Tom O'Toole
Is God gay? George's "sash-y" Pentecost protest sermon
By Tom O'Toole
May 20, 2010

"I think Jesus was a compassionate, super intelligent gay man who understood human problems" — Elton John.

"Have you not read that from the beginning the Creator "made them male and female" and said, 'For this reason a man shall leave his father and mother and be joined to his wife, and the two shall become one flesh'? Therefore, what God has joined together, let no human being separate" — Jesus (Matt 19:4-6).

"They exchanged the truth of God for a lie...therefore, God handed them over to degrading passions. Their females exchanged natural relations for unnatural, and the males likewise gave up natural relations with females and burned with lust for one another. Males did shameful things with males and thus received...the due penalty for their perversity" — St. Paul (Romans 1:25-27).

It's funny how the more you seek to avoid confrontations, the more they seem to find you.
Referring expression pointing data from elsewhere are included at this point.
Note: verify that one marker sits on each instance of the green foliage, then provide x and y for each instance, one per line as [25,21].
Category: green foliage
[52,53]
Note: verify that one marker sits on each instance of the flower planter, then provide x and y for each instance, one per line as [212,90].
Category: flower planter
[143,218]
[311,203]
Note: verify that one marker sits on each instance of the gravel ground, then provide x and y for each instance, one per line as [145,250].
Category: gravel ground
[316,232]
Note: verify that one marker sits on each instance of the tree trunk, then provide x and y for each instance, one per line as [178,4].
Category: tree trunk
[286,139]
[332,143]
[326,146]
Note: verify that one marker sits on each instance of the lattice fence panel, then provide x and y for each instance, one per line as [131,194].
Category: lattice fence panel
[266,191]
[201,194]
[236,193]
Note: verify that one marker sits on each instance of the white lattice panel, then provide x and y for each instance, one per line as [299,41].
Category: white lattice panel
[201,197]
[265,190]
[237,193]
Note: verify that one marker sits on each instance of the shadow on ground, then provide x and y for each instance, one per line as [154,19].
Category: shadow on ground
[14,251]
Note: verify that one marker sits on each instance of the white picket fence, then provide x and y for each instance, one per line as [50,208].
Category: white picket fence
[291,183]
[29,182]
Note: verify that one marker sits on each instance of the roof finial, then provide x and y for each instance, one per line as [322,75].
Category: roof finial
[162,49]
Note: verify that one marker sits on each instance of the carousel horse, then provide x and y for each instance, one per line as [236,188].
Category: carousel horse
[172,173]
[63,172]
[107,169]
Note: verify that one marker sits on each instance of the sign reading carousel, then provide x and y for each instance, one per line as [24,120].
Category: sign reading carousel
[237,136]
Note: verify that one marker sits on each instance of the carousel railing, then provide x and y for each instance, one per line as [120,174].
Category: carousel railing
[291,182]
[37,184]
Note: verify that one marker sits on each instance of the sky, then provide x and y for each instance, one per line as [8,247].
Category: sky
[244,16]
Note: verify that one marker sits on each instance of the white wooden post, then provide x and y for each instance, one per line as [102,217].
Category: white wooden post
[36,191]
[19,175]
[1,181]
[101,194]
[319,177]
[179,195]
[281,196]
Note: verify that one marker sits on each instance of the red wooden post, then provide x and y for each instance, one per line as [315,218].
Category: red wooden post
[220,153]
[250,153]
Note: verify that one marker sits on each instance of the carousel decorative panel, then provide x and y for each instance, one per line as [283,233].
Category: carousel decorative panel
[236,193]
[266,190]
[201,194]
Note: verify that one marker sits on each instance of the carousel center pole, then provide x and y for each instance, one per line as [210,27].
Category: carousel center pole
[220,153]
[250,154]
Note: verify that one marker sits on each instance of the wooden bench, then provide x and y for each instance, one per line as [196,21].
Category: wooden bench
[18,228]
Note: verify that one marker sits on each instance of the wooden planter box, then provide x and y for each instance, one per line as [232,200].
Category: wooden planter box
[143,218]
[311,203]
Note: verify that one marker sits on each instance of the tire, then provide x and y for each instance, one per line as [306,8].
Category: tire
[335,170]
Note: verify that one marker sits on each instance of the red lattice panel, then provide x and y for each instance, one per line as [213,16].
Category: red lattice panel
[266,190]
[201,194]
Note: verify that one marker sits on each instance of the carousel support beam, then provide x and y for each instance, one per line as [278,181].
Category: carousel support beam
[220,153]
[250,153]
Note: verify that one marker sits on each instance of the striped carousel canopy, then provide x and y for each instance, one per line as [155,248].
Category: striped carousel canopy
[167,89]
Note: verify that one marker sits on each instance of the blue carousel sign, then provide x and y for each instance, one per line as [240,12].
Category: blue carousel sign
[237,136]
For back in Chicago, we find our beleaguered Francis Cardinal George, fresh off his refusal to publicly refute the heretical Easter homily of the archdiocese's personal plague, the Rev. Michael "Flim-Flam" Pfleger, is now faced with the daunting task of withstanding the full frontal assault of the city's most dangerous and destructive Gay Gang, otherwise known as the Rainbow Sash Movement. The difference is that this time, with the possible confiscation and desecration of the Holy Eucharist at stake, the man this radical group calls "one of the generals in the war against gay families" knows that there is no turning back.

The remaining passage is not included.